Examples of using time travel

  • Fix accidental deletes to a table for the user 111:

    INSERT INTO my_table
      SELECT * FROM my_table TIMESTAMP AS OF date_sub(current_date(), 1)
      WHERE userId = 111
    
  • Fix accidental incorrect updates to a table:

    MERGE INTO my_table target
      USING my_table TIMESTAMP AS OF date_sub(current_date(), 1) source
      ON source.userId = target.userId
      WHEN MATCHED THEN UPDATE SET *
    
  • Query the number of new customers added over the last week.

    SELECT
    (
      SELECT count(distinct userId)
      FROM my_table
    )
    -
    (
      SELECT count(distinct userId)
      FROM my_table TIMESTAMP AS OF date_sub(current_date(), 7)
    ) AS new_customers
    

How do I find the last commit's version in the Spark session?

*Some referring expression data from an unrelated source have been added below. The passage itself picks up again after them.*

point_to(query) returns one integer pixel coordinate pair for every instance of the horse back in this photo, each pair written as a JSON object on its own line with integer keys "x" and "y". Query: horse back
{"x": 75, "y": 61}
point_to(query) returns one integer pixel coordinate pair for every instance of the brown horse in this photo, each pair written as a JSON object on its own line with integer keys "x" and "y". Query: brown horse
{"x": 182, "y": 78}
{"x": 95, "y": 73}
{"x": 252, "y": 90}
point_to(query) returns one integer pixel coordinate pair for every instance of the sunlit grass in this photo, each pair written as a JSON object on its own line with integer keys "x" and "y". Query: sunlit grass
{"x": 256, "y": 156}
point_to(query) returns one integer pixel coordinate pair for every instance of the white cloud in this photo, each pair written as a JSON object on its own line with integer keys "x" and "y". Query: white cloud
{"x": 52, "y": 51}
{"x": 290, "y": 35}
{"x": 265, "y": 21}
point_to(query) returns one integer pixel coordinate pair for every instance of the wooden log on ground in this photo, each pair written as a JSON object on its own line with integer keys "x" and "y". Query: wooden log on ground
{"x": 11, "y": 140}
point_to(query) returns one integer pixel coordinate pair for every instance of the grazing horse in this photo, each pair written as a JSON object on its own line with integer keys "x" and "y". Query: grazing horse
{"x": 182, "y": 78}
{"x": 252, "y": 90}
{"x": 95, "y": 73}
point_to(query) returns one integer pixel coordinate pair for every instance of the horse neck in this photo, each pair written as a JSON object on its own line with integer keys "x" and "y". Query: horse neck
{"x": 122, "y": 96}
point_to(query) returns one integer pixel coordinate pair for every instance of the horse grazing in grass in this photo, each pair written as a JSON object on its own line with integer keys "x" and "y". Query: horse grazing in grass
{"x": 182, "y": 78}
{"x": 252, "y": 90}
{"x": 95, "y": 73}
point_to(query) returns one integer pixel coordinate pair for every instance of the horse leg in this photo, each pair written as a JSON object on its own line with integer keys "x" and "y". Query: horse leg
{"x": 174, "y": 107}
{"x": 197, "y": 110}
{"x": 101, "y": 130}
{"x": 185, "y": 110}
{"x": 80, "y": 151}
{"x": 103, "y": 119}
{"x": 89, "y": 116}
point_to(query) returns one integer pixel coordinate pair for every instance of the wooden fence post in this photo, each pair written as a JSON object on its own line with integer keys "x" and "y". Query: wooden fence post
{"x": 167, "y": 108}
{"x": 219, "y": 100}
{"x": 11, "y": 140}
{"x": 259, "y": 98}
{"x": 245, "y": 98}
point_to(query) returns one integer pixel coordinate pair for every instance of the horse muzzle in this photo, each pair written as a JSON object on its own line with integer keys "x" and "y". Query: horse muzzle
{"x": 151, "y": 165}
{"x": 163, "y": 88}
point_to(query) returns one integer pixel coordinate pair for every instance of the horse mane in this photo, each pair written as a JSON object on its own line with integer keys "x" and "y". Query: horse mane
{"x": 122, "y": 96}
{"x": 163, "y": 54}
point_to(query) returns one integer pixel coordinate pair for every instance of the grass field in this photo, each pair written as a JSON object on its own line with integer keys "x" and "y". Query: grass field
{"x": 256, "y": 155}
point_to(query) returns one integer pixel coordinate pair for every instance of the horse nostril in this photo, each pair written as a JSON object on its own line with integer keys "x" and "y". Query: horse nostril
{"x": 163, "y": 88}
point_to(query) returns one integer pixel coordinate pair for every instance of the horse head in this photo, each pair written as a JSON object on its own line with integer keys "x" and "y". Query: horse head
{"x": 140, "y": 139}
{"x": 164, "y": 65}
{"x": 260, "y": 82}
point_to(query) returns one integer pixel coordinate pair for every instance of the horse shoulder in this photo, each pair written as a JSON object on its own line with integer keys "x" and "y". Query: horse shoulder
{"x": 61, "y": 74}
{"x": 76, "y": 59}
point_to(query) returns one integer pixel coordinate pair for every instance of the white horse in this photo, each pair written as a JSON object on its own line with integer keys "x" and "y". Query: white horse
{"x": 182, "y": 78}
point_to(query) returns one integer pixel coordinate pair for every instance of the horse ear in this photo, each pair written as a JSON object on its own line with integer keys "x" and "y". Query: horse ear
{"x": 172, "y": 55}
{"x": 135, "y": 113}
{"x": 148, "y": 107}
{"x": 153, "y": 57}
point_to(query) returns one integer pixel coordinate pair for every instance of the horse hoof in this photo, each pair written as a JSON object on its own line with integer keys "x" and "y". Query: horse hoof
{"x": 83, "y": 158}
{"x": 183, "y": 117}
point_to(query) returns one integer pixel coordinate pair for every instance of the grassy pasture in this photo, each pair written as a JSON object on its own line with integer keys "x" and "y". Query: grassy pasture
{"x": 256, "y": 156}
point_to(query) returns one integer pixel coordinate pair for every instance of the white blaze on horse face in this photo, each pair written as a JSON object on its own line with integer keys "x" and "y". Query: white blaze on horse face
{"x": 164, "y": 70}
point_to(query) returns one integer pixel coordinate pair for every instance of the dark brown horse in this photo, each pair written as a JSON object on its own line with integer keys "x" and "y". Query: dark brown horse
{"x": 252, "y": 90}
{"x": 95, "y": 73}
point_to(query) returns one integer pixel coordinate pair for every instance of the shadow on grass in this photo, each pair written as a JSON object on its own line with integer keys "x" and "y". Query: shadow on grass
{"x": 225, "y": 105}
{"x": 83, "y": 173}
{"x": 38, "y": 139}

To get the version number of the last commit written by the current SparkSession across all threads and all tables, query the SQL configuration spark.databricks.delta.lastCommitVersionInSession.

Note

For Apache Iceberg tables, use spark.databricks.iceberg.lastCommitVersionInSession instead of spark.databricks.delta.lastCommitVersionInSession.

SQL

SET spark.databricks.delta.lastCommitVersionInSession

Python

spark.conf.get("spark.databricks.delta.lastCommitVersionInSession")

Scala

spark.conf.get("spark.databricks.delta.lastCommitVersionInSession")

If no commits have been made by the SparkSession, querying the key returns an empty value.

Note

If you share the same SparkSession across multiple threads, it's similar to sharing a variable across multiple threads; you may hit race conditions as the configuration value is updated concurrently.